Wayne's long-time secretary Pat Stacy briefly recalled his aversion to the "Hostiles" script in "Duke, a Love Story: An Intimate Memoir of John Wayne's Last Years." According to Stacy, Wayne was "disgusted," telling her, "This kind of stuff is all they know how to write these days: the sheriff is the heavy, the townspeople a bunch of jerks; someone like me and Eastwood ride into town, know everything, act the big guys, and everyone else is a bunch of idiots."

The Hostiles became a Hallmark movie

In "Larry Cohen: The Stuff of Gods and Monsters," author Michael Doyle explains how, almost 30 years after Wayne sent the screenplay into the abyss, "The Hostiles" was made into TV movie. "The Gambler, the Girl, and the Gunslinger" aired on the Hallmark Channel in 2009 as a pallid Western drama starring Dean Cain in the Eastwood role. It follows Cain's Shea McCall, who after winning half a ranch from James Tupper's BJ Stoker in a card game, teams up with his co-owner to defend the ranch from bandits.

It might seem fitting for a Larry Cohen script to evolve into a TV B-movie, but the writer was despondent. In "John Wayne: The Life and Legend," Cohen told Scott Eyman, "Writing a John Wayne picture would have been the highlight of my career. But he did dull f****** pictures like 'Cahill' and 'The Train Robbers' instead of a picture with Clint Eastwood. Can you imagine?" 

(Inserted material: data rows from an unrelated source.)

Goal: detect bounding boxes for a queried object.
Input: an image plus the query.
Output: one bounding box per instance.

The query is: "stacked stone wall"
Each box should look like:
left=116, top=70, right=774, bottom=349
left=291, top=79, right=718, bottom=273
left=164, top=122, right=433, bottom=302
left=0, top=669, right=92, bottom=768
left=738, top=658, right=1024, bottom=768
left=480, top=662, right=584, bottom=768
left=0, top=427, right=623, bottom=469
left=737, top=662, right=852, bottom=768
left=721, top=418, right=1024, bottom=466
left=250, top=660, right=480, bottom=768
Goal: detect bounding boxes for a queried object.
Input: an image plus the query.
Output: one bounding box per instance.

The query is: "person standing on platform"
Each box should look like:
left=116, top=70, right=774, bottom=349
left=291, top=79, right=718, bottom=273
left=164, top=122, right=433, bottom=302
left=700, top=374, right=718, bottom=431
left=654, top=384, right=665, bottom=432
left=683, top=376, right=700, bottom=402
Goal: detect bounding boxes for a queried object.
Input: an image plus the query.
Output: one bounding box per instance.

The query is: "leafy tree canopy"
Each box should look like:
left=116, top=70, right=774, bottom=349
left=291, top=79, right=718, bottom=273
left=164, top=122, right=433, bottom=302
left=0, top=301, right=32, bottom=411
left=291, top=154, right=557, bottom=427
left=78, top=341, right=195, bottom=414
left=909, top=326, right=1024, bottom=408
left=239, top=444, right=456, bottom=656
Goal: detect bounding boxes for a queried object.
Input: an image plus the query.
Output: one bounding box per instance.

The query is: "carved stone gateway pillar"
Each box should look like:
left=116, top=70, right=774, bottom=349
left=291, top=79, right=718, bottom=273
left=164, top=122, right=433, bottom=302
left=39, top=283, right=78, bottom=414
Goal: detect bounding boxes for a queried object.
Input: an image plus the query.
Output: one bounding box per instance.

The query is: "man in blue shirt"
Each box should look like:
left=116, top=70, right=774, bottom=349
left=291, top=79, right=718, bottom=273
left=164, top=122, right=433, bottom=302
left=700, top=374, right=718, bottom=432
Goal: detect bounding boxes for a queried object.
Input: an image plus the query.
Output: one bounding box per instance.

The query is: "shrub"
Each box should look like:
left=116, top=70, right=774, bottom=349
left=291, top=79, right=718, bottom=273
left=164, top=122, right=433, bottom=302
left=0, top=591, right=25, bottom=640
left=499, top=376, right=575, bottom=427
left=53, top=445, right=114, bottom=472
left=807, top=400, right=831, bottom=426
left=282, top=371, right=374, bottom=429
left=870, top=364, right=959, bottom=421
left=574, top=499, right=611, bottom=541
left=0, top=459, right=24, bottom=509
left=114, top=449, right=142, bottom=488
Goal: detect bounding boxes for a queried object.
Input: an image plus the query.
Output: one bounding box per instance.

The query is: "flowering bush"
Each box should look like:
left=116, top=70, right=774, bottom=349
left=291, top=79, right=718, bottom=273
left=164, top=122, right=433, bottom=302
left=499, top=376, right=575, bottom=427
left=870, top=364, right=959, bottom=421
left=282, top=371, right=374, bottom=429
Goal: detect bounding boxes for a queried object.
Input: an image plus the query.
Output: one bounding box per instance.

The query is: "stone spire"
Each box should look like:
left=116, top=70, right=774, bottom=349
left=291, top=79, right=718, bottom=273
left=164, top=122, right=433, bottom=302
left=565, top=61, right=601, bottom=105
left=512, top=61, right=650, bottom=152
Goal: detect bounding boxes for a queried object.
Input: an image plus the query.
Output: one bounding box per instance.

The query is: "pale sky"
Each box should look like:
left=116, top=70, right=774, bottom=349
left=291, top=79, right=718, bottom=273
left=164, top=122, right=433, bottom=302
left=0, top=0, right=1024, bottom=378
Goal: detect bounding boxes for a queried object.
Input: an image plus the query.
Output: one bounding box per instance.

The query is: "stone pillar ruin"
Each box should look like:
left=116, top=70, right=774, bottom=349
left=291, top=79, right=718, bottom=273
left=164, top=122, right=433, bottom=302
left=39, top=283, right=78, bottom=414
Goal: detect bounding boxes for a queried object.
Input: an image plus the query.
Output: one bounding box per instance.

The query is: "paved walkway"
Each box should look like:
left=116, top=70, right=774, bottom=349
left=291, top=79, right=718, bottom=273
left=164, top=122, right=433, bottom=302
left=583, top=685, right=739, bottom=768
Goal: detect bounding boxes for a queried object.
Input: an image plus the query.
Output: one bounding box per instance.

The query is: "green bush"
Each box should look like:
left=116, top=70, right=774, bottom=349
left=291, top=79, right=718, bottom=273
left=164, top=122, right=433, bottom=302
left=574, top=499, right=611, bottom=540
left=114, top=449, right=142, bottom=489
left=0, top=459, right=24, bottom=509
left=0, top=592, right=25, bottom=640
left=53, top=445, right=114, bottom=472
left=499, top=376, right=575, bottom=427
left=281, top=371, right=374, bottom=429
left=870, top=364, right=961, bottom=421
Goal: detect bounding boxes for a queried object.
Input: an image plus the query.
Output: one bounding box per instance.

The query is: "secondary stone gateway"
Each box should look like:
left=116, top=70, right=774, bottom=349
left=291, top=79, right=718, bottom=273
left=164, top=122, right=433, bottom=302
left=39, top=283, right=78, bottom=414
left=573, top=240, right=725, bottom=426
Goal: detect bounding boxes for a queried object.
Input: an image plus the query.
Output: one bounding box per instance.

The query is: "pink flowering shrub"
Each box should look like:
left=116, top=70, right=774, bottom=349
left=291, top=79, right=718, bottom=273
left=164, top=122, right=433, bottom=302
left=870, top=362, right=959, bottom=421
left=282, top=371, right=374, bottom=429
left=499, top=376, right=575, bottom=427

Imagining is all we can do. In 1976, Wayne teamed up with a "Happy Days" star to make "The Shootist," his final movie. Though the Duke fought a battle behind the scenes of the film, he did at least appear to reconcile with Eastwood, who was photographed visiting the set. The image, taken three years before the Duke passed away, is bittersweet. It shows the two stars smiling in a way that belies none of their prior hostilities. Wayne, in his Old West wardrobe, stands alongside Eastwood in his regular attire — an oddly fitting representation of the generational divide. But the two seem genuinely at ease, as if they both recognize that their connection somehow spanned that gap and perhaps even remain hopeful of a future collaboration that, sadly, never came.